The Open Source Initiative commends the US Department of Justice for taking this important step to promote innovation by issuing a second request and deepening the investigation of CPTN’s acquisition of Novell’s patents. As we have stated, the history is clear: patents have been—and are likely to be—used by CPTN and its members to create fear, uncertainty and doubt concerning open source software, raise competitors costs and threaten customers. We trust and hope that following a thorough investigation, the DoJ will impose whatever measures are necessary to ensure that CPTN does not harm the commercial open source development model or market competition.
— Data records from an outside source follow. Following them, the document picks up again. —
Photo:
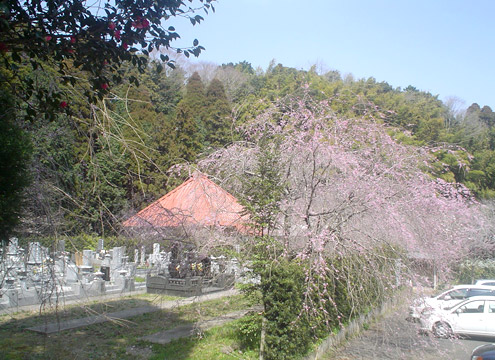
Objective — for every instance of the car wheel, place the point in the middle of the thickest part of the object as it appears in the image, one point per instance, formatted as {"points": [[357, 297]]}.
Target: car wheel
{"points": [[442, 330]]}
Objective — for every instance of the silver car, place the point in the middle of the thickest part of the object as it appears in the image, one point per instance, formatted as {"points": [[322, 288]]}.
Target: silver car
{"points": [[474, 316]]}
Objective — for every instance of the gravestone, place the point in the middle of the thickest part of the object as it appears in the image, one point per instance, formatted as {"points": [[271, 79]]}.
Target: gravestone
{"points": [[100, 246], [143, 255], [35, 256]]}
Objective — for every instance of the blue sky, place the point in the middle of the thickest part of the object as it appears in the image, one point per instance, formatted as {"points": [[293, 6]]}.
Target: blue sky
{"points": [[446, 47]]}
The Open Source Initiative is also grateful to the Free Software Foundation for joining with the OSI in making a statement   to the US Department of Justice, thus making it clear that this matter concerns the whole community of free, libre, and open source software (FLOSS) users and developers. As the FSF says in their response to the fact of the DOJ’s second request
When proprietary software companies attack free software with patents, that can be anticompetitive activity. The DOJ is right to investigate and ensure that won’t be a problem with this deal, and they’re setting good precedent for investigating future acquisitions.